In an all time first, neuroscientists have demonstrated direct, noninvasive brain-to-brain communication in humans. During the experiment, two subjects were able to exchange mentally conceived words despite being an amazing 5,000 miles away from each other. From io9:
It’s the neuroscientific equivalent of instant messaging. Two human subjects, one in India and one in France, successfully transmitted the words “hola” and “ciao” in a computer-assisted brain-to-brain transmission using internet-linked electroencephalogram (EEG) and robot-assisted image-guided transcranial magnetic stimulation (TMS) technologies.

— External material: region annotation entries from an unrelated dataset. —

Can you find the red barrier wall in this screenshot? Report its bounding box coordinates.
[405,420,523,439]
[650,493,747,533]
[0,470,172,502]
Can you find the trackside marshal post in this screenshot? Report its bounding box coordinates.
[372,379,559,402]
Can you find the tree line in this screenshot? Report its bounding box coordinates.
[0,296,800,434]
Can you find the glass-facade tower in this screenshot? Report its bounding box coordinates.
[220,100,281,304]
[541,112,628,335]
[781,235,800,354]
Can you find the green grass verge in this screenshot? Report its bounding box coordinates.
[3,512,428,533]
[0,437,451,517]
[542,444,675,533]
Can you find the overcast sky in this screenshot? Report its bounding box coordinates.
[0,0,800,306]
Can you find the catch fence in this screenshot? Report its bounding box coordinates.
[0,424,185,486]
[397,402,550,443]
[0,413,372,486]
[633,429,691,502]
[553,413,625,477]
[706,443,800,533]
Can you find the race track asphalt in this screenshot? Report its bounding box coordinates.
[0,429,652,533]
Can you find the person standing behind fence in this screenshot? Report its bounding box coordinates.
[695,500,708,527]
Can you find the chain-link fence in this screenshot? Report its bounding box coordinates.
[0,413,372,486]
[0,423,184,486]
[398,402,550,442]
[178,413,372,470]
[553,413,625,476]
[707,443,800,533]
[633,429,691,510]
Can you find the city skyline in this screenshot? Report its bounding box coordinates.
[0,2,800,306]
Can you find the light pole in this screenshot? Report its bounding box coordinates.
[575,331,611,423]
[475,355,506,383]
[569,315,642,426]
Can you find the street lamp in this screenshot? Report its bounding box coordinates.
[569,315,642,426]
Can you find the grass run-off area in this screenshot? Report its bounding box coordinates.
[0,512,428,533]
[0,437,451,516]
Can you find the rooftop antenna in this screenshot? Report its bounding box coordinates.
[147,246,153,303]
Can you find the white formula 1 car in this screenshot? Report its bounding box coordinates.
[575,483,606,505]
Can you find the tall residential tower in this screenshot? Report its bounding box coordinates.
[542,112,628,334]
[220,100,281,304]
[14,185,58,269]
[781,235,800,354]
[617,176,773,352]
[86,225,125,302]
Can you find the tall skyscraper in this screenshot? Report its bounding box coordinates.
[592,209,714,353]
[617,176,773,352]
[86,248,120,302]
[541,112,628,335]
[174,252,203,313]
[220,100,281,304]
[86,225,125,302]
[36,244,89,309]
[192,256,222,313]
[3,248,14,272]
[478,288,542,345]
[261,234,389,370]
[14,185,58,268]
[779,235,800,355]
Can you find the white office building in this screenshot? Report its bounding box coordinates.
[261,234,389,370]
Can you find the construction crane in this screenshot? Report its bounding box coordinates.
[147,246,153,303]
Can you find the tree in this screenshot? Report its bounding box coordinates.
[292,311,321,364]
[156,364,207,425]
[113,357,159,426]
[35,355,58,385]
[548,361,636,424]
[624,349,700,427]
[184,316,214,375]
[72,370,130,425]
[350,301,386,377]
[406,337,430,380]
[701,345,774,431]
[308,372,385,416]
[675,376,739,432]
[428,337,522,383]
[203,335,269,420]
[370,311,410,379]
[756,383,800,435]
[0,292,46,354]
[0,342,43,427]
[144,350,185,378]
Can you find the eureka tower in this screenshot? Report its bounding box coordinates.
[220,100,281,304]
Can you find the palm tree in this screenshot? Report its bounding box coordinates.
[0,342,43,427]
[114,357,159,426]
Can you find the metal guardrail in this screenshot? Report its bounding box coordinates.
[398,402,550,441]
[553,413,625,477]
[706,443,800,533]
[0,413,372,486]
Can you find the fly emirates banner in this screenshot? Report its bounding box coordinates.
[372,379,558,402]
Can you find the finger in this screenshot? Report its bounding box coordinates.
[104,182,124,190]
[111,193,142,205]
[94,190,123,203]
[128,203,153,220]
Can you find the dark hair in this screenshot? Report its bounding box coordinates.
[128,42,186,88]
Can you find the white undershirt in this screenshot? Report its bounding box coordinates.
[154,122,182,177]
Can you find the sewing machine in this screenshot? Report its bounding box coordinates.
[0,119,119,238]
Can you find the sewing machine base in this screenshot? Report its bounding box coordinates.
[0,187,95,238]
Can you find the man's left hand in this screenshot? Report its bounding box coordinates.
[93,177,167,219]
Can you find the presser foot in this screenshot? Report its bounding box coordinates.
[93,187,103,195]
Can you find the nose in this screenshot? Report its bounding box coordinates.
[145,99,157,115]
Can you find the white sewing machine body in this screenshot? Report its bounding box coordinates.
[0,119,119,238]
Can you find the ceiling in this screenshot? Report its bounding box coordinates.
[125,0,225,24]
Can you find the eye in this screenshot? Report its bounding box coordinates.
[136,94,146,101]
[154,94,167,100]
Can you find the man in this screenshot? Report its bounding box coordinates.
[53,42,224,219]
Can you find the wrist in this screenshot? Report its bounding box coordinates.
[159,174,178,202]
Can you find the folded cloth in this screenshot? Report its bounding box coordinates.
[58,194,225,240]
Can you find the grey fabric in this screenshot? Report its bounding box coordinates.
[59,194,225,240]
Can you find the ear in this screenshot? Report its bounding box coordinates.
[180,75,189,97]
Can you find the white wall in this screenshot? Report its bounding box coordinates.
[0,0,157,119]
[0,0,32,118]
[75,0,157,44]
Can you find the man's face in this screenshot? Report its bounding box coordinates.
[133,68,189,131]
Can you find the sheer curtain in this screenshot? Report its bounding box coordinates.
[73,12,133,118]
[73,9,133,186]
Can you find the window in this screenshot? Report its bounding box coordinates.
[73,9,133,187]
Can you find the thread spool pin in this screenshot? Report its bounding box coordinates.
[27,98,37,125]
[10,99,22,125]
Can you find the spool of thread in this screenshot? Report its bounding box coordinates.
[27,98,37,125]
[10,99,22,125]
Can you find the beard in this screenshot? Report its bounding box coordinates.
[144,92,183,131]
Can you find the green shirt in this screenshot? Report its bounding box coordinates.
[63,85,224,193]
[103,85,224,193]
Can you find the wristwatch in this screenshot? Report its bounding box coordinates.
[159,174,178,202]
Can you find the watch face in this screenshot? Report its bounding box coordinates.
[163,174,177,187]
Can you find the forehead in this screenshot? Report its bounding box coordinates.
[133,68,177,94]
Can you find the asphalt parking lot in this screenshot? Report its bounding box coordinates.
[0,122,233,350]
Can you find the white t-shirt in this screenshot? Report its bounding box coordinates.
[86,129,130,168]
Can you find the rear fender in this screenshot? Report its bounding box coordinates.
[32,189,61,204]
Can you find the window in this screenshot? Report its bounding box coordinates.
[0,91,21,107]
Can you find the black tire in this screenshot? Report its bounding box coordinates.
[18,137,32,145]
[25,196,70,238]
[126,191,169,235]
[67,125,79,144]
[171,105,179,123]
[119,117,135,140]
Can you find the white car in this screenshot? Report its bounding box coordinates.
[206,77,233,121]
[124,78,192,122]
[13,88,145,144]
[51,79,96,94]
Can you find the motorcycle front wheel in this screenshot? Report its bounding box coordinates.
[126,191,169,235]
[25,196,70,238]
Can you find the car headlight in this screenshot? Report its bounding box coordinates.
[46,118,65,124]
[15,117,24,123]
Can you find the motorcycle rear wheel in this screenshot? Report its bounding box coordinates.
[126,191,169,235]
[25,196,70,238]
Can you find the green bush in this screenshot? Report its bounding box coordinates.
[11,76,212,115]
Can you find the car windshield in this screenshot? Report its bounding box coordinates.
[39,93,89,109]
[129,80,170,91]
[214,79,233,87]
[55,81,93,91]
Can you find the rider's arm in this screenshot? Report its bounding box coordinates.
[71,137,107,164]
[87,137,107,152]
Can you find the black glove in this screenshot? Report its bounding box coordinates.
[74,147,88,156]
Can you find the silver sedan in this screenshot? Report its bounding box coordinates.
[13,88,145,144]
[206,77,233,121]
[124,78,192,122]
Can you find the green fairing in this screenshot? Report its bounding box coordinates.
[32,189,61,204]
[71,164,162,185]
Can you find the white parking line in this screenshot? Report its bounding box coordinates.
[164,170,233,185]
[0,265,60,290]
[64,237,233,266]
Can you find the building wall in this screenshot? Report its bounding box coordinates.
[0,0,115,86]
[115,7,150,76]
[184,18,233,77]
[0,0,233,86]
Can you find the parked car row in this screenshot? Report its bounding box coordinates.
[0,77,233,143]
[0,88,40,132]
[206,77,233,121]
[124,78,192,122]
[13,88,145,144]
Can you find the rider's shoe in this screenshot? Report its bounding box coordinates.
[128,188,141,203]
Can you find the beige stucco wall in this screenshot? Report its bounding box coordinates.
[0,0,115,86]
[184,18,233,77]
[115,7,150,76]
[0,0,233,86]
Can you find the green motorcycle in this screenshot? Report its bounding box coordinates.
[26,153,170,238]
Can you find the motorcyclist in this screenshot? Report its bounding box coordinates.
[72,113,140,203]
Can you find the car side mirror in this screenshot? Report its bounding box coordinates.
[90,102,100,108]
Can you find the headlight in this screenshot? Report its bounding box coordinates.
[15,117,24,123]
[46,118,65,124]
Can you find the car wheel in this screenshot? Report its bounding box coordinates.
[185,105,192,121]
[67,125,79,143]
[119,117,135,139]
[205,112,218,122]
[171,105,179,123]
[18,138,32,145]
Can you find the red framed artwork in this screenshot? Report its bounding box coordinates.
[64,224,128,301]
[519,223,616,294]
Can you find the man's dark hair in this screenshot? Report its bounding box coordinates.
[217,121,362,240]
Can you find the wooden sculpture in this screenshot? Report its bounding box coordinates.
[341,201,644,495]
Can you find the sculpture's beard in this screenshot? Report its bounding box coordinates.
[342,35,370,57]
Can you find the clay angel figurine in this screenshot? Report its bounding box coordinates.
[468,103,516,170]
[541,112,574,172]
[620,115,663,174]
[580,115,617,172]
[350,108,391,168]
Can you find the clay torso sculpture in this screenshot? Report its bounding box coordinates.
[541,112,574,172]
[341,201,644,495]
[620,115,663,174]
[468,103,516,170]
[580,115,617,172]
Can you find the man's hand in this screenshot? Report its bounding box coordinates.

It wasn’t the most elegant set-up, but it represents an important step towards achieving technological enabled telepathy — the ability to exchange thoughts directly with another person.
Prior to this experiment, most researchers have used EEG technologies to facilitate interactions between a human brain and a computer. In one experiment, for example, researchers were able to get a human to move a rat’s tail with their thoughts. In such cases, researchers use electrodes attached to a person’s scalp to record electrical currents in the brain. Computers record these ‘action-thoughts’ — such as consciously thinking about moving an arm or leg — and then interpret those signals and translate them to a control output, such as a robot, mouse cursor, or wheelchair.
But in this new experiment, an international team of researchers added a second human brain to the other end of the system. To make it happen, they recruited four participants, one of whom was assigned to the brain-computer interface (BCI) branch, the part of the chain where the messages were to originate. The other three participants were assigned to the computer-brain interface (CBI) branch to receive the messages being transmitted to them.
Using EEG, the researchers translated the greetings “hola” and “ciao” into binary, and then emailed the results from India to France. At this receiving location, a CBI transmitted the message to the receivers’ brains through noninvasive brain stimulation. This was experienced as phosphenes — flashes of light in their peripheral vision. The light appeared in the numerical sequences that allowed the receivers to decode the data in the message.